Découvert tardivement à ma grande honte, Kon Ichikawa m'avait fait très forte impression avec "Feux dans la plaine" que je considère à très juste titre comme un chef-d'oeuvre bouleversant, nihiliste et par extension choquant. Le genre de film qui marque et qui fout un gros coup de rangers dans les roubignoles des films de guerre traditionnels qui ne montrent pas l'essence même de la guerre. Il était ainsi tout naturel de ne pas en rester là et de me confronter cette fois avec "La Vengeance d'un Acteur" dont la noirceur du synopsis m'attirait en bon aficionados d'oeuvres qui bousculent. Comme je m'y attendais, le niveau fut quelques crans en-dessous de ma première entrée dans son monde (extrêmement difficile de faire mieux en même temps) mais l'expérience fut loin d'être déplaisante. On tient véritablement un long-métrage audacieux dans sa mise en scène, dans la construction scénique et dans un style éloigné de toutes les conventions.

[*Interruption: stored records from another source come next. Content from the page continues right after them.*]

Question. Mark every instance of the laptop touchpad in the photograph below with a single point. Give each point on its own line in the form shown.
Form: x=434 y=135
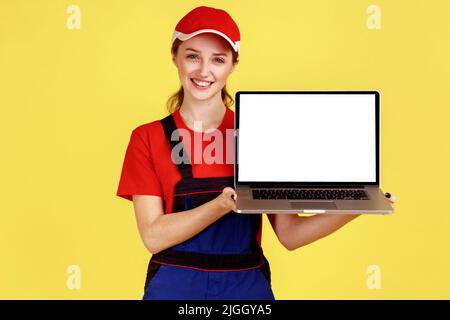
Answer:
x=313 y=205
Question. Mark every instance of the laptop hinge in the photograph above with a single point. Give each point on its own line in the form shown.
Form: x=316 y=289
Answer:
x=278 y=186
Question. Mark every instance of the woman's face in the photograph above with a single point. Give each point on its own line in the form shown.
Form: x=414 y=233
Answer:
x=204 y=63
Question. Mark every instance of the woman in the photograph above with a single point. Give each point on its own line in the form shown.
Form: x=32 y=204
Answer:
x=182 y=190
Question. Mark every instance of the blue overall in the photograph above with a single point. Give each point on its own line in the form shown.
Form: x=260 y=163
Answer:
x=223 y=261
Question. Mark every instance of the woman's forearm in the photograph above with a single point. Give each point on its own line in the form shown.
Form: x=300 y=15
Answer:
x=171 y=229
x=305 y=230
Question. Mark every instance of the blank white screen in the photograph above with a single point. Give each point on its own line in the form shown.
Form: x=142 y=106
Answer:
x=307 y=138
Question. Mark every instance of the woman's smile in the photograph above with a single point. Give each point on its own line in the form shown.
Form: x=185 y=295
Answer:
x=201 y=85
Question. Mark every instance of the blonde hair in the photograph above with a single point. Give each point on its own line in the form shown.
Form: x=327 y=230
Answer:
x=175 y=100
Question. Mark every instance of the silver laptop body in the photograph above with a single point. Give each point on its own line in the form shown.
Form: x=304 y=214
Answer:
x=308 y=152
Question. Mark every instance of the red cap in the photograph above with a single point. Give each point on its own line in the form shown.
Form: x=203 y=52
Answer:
x=208 y=20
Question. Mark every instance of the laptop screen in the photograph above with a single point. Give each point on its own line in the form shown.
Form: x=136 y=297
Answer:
x=307 y=137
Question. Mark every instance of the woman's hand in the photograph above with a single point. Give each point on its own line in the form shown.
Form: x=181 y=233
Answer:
x=392 y=199
x=227 y=199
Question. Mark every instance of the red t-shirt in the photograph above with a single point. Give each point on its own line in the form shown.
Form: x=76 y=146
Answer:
x=149 y=170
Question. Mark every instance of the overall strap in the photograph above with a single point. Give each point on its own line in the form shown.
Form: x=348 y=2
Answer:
x=170 y=128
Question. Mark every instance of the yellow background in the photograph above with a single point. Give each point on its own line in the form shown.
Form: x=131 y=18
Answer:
x=70 y=98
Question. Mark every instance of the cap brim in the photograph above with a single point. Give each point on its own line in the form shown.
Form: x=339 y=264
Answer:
x=184 y=37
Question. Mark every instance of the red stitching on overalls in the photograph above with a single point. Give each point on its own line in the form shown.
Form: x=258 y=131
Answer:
x=226 y=270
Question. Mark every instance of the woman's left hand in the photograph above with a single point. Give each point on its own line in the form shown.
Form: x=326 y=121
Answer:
x=392 y=198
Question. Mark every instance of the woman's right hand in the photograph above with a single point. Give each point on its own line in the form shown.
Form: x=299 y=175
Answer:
x=227 y=199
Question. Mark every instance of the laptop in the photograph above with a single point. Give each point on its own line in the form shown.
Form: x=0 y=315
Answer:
x=308 y=152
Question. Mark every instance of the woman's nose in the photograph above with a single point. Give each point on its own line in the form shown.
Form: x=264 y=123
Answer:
x=204 y=69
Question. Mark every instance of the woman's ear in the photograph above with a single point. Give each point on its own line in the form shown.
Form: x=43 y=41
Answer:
x=174 y=61
x=234 y=66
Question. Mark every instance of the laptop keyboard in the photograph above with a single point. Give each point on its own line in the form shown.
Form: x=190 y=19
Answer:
x=310 y=194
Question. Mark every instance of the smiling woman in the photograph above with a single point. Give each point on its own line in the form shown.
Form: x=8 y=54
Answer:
x=201 y=248
x=193 y=57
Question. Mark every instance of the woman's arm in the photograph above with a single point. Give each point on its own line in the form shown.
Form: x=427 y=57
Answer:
x=160 y=231
x=295 y=231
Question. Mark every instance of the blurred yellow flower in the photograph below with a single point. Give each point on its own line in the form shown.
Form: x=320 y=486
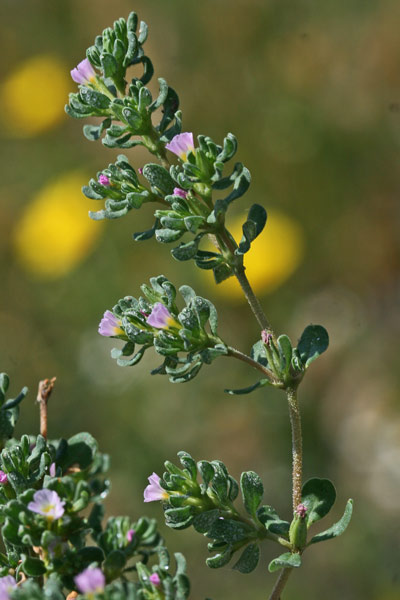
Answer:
x=55 y=232
x=273 y=256
x=33 y=96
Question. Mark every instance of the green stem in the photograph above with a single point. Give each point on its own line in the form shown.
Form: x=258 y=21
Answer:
x=280 y=584
x=253 y=301
x=251 y=298
x=253 y=363
x=297 y=449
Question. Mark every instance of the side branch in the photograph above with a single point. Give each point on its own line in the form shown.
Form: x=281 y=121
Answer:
x=297 y=447
x=280 y=584
x=45 y=388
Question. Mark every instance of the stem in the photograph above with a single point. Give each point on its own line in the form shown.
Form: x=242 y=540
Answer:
x=297 y=450
x=253 y=301
x=45 y=388
x=280 y=584
x=253 y=363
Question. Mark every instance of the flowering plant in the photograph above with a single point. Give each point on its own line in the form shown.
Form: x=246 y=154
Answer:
x=47 y=484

Ceci tenant en deux points. L'épicentre est indubitablement cette absence de toute fracture entre monde réel et monde du théâtre où tout est factice. Dans le cas présent, Ichikawa se joue des faux-semblants, n'émancipe jamais le personnage de sa condition d'acteur tourmenté. Il est prisonnier de ses chaînes comme s'il était éternellement condamné à vivre dans un univers de rideaux et de décors artificiels. Outre Yukinojo constamment grimé de maquillage, la topologie renvoie au théâtre. Les exemples les plus criants sont ces combats au sabre, cette fuite éperdue en pleine obscurité et tout ce qui se déroule autour d'un lac. Rien ne semble réel, comme si finalement l'histoire de cette figure vengeresse ne se désolidarisait pas de l'imagerie théâtrale en vase clos.
Secundo, un point qui m'a assez plu est que les conventions volent en éclat concernant l'aspect de Yukinojo interprétant des rôles féminins. Efféminé, fragile et sensible, ce que certains verront comme un fardeau pour son combat et sa survie dans un monde impitoyable où l'on assassine pour un rien ou menons à la perte des gens lui porte tout sauf préjudice. Sous son masque de garçon attristé se cache les noirs desseins d'un homme dominé par la haine ne faisant de cadeau à personne, manipulant à sa guise ses proies devenues de pathétiques marionnettes.
Malgré ses avantages qui le rendent plutôt en avance sur son temps (avec la présence toujours aussi vénéneuse et pourtant touchante de la sublime Ayao Wakao), j'avoue avoir tiré un peu la moue sur une histoire construite de manière inutilement complexe alors que les objectifs sont finalement d'une simplicité notable.